In the model details provided, there's a noticeable inconsistency between the data used for training and the resulting predictions. Specifically, when examining the tables K9_PROCESSING.preprocess_2024_02_12T10_14_25_836Z and K9_PROCESSING.predictions_2024_02_12T02_15_56_827Z_479, it becomes apparent that the training data spans from 02/01/2017 to 19/12/2022, while the resulting predictions only cover the period from 07/03/2022 to 30/05/2022.

Ideally, the forecast data should extend beyond the training data range to ensure comprehensive analysis and accuracy in predictions. This discrepancy raises concerns about the reliability and completeness of the model's predictions.

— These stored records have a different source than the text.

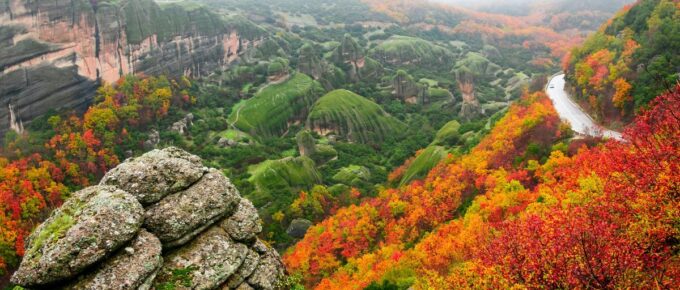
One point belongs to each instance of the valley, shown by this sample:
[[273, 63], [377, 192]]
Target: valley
[[579, 120], [375, 144]]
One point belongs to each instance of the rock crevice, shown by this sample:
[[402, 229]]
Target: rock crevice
[[160, 221]]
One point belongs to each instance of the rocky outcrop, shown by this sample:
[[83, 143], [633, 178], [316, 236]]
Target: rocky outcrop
[[470, 107], [53, 54], [92, 224], [141, 230], [352, 59]]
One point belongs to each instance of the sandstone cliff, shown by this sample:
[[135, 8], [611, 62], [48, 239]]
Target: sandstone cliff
[[160, 220], [54, 53]]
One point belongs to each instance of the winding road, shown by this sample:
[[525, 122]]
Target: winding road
[[568, 110]]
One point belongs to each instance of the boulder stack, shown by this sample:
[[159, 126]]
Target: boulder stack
[[160, 221]]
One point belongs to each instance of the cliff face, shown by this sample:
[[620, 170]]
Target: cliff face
[[53, 54], [160, 220]]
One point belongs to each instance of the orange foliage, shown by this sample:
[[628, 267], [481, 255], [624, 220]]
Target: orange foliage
[[401, 216], [603, 218]]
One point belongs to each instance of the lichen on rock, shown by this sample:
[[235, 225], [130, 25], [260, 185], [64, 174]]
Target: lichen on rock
[[195, 233], [244, 224], [205, 263], [156, 174], [128, 269], [92, 224], [182, 215]]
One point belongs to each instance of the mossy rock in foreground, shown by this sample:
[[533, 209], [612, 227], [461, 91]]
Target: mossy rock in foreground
[[74, 238]]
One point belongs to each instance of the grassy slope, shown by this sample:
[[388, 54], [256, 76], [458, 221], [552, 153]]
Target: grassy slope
[[353, 116], [410, 49], [425, 161], [268, 112], [278, 180]]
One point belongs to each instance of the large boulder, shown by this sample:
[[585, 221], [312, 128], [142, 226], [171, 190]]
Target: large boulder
[[199, 234], [244, 224], [269, 271], [156, 174], [132, 267], [92, 224], [181, 216], [247, 268], [205, 263]]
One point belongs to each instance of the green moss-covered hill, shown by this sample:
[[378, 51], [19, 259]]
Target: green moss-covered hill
[[270, 110], [275, 180], [411, 51], [353, 117]]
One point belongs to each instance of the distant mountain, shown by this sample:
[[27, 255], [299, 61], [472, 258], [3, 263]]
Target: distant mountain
[[631, 59]]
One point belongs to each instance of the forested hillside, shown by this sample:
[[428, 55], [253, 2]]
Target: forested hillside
[[632, 58], [384, 144], [525, 208]]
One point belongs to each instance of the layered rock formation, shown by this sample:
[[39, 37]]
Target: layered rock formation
[[352, 59], [53, 54], [160, 220]]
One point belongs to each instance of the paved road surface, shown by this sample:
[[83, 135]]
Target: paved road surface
[[580, 122]]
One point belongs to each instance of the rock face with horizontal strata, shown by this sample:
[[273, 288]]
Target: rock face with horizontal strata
[[53, 54], [195, 235]]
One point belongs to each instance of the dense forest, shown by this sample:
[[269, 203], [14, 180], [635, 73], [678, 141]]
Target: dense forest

Furthermore, the table identified as "Demand Forecast" in the Demand Sensing user guide also exhibits the same limited date range of 07/03/2022 to 30/05/2022. This consistency across multiple tables underscores the need for further investigation into the data processing pipeline or model training methodology.

PFA

Screenshot 2024-02-20 at 12 52 59 Screenshot 2024-02-20 at 12 56 10 Screenshot 2024-02-20 at 12 58 14 Screenshot 2024-02-20 at 13 02 35 Screenshot 2024-02-20 at 13 02 57
vladkol commented 8 months ago

Hi @mazv-arshad, from what I can see, you are deployed Demand Sensing with test data option. It appears that Demand_Plan table in our test data is too old (you can find one in CDC dataset). While we are working on a fix, you can adjust dates in that table so that they match the correct period for prediction. Thank you!